EURGBP is testing £0.8400 after selling from European fund names. The presence of several stops and negative gamma below this level is likely to accelerate any move below £0.84 down towards £0.8300.
AUDUSD came back from overnight lows just below parity, as Asian-based buying fuelled a rally up to $1.0031. This has proved a firm resistance level in the short run as intra-day players have been sellers at the $1.0030 mark.
Meanwhile, EURJPY has been a key cross that has come under pressure, falling to less than one yen above the 10-year lows reached two months ago. Tokyo-based strategists at Citi have pointed out that Japanese exporters have budgeted for a EURJPY rate between ¥105 and ¥110, and so are underhedged if these levels persist. Moves down towards ¥100 could be fuelled if exporters cover underhedged positions.
Interest in USDJPY is still low. Order books at top banks show very little interest, with offers above ¥78.50 and bids down to ¥77.60.
Extreme funding strains continued in the swaps market, despite the recent announcement from the Federal Reserve and other global central banks to lower the cost of their dollar swap facilities.
The premium paid for dollar funding has risen sharply since the start of the week and the intensification of the slide in EURUSD.
The benchmark EURUSD three-month cross-currency basis swap, which last Thursday was standing at -116 basis points, widened out to -155bp at one point on Wednesday. That is not far from the post-Lehman record of -162bp it hit before global central banks moved to inject dollar liquidity into the market.
The options market might have been complacent in appropriately pricing in EURUSD move to 11-month lows, said options strategists at a top European bank.
|EURUSD 1m implied vol vs spot|
|Source: Societe Generale|
While implied volatility has been on the rise, this is less than could have been expected given the recent spot/vol relationship and the current level of risk reversals. EURUSD one-month implied volatility is trading at 15.2. The last time vols reached this level was when spot was at $1.35 – and when EURUSD last dipped below $1.32 in October, vols were up above 17.
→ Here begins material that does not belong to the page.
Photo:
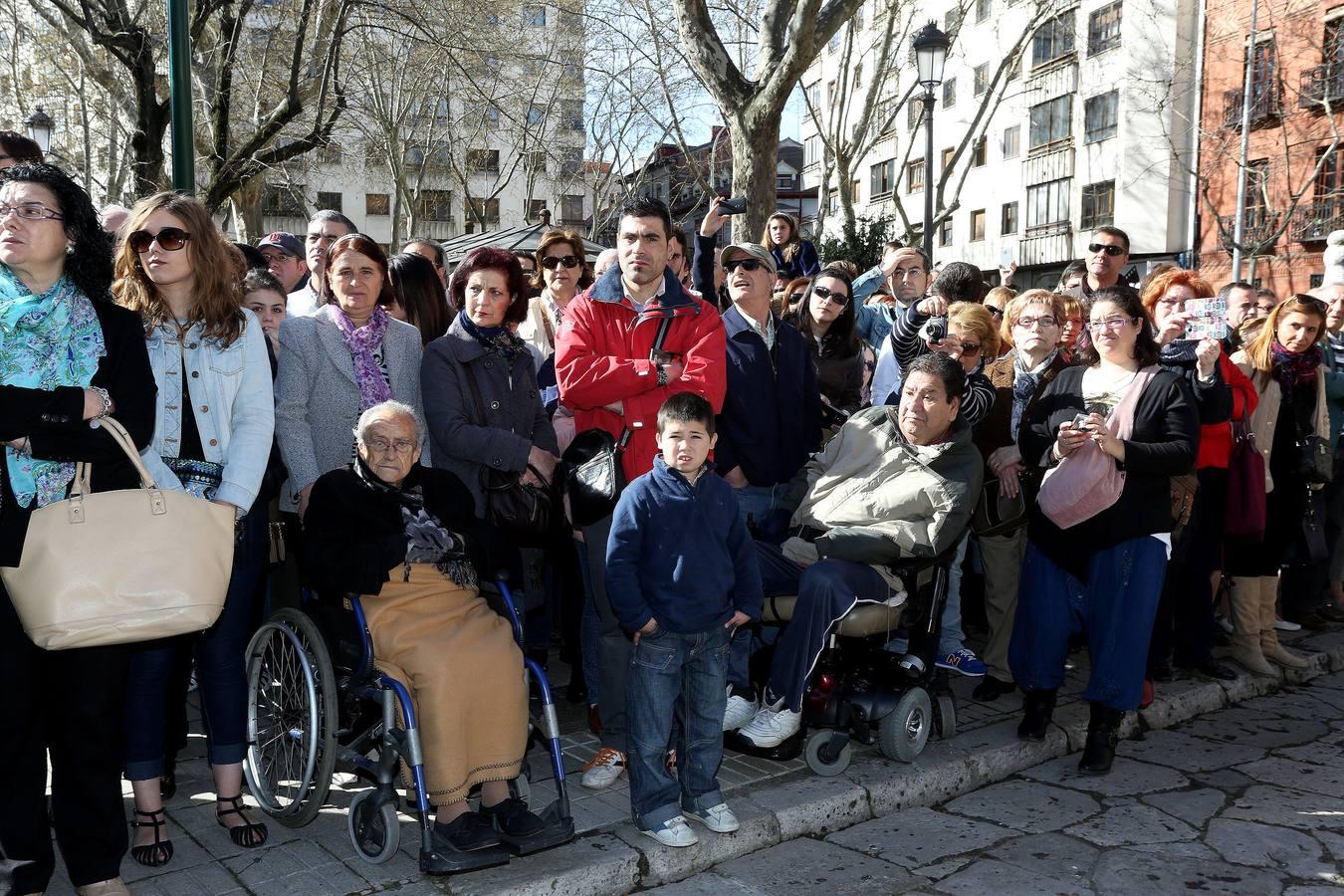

On Monday, three-month implied volatility and risk reversals were 15.3 and -3.6 respectively. At these levels, a move down to 1.30 would drive the three-month vol to 15.95, while it has been trading at 15.65 in the market so far.
What to look for
“Despite the risk of further weakness in the global growth outlook, on the basis that China is able to avoid a hard landing, short EURAUD could be worth a bet at these levels,” says Stephen Gallo at SchneiderFX.
Later in 2012, persistent strains in the eurozone could also add further weight on EURAUD, as reserve flows continue to keep their distance from both USD and EUR.
As such, commodity-linked AAA-rated currencies, such as AUD and CAD, might not fall as much as some expect due to demand for safe homes for FX reserves.
“The bottom line is that we may finally be ripe for levels between A$1.2750 and A$1.29 in the pair,” says Gallo.